Also of note is the "Kiss 'n' Fly" lot at Chicago O'Hare Airport. How cute! I tend to just put my car into park and force my passenger out as quickly as possible, but in Chicago there's also some affection involved when you drop off a loved one at the airport.

Tomorrow there is talk of brunch and watching football. This city is SO sports-oriented it's not even funny...I can tell that in less than one day of being here.

Thursday, October 18, 2007

Funny Pictures of Animals Could Save the World

So I don't know how this happened, but somewhere along the evolution of the Internet, people decided that pictures of animals with funny, apropo captions = hugely funny. I highly agree!
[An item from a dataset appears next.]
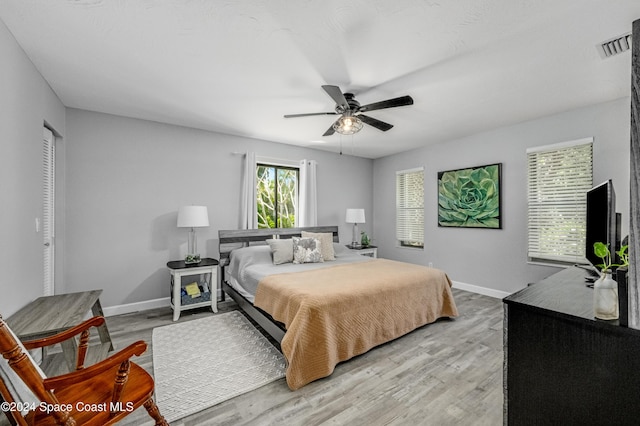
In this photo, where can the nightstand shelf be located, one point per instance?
(207, 282)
It all probably started with an email chain forward featuring a Rottweiler in a Halloween costume and an iguna wearing a tutu ...and here we are. Entire Web sites devoted to the cuteness of animals that are too obedient to not let you dress them like a sailor.


What I think is really super great is the melding of nerdiness and cats. I have no idea who thought of this idea, that nerds love cats - but it's great. So I present to you a wealth of a resource of cat/nerd photos - I Can Has Cheezburger.
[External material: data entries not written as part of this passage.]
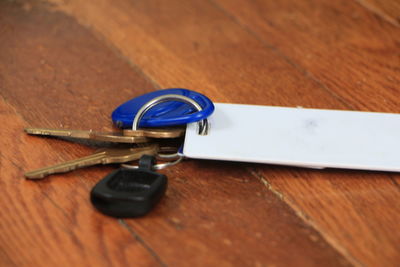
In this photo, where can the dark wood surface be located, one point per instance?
(68, 64)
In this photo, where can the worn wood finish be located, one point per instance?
(319, 54)
(388, 10)
(242, 52)
(54, 73)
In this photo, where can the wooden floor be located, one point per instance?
(70, 63)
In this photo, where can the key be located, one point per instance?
(173, 132)
(103, 156)
(127, 136)
(128, 193)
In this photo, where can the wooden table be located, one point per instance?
(67, 64)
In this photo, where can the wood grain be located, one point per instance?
(310, 53)
(54, 73)
(388, 10)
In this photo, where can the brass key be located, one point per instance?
(103, 156)
(127, 136)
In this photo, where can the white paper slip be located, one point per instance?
(298, 137)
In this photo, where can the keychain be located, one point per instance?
(311, 138)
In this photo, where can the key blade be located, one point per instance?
(129, 154)
(105, 156)
(59, 132)
(117, 138)
(156, 133)
(67, 166)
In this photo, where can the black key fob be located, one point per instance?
(128, 193)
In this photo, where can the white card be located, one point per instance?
(312, 138)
So I'm running on the treadmill at the W in Los Angeles yesterday morning and I had an interesting thought - is our love for technology starting to turn us into heartless animals?

Why, you ask?

Well, the lovely W Hotels have treadmills that allowed me to watch CNN while I sweat. So, as I'm heading into my second mile, up on the screen flashes the headline "Consumers Place Computers at Top of Holiday Wish List." That's fine. Sometimes I kind of want a new shiny model of my 2005 Dell desktop that hums at night, but I'm not going to cry about it.

However, what I found most disturbing is the ranking of this list and that it has changed quite dramatically over the past year.

Let's do the visual thing.

2006
1. Clothing
2. Peace and Happiness
3. Money
4. Computers

2007
1. Computers
2. Peace and Happines
3. Big-screen TV
4. Clothes
5. Cash

Wow. The American Apparel and Footwear Association must be super bummed..."Clothes" is having a bad year.

I really love that the Consumer Electronics Association commissioned this survey. I'm in public relations, I get the whole "survey" thing. But now, more than ever, I feel disenchanted by the American public and its values. This quote makes me feel dirty inside:

“The fact that they want computers over clothing and peace and happiness is amazing,” said Shawn DuBravac, the CEA’s economist. “It’s a testament to what the tech industry has done to empower the consumer.”
Empower? Just because consumers have jacked up priorities and like tangible objects more than things money can't buy?
I, like most 25-year-olds who aren't complete luddites, enjoy me some technology every day. I can't go without my Blackjack, my laptop (work mandated...that's why), my iPod, etc. without some sort of minor meltdown. However, if someone said to me, "If you want the world to be harmonious, your smart phone and all its accoutrements and accessories are out the window," I would say to them "Screw it - this crappy thing can't stay charged worth a damn anyways!"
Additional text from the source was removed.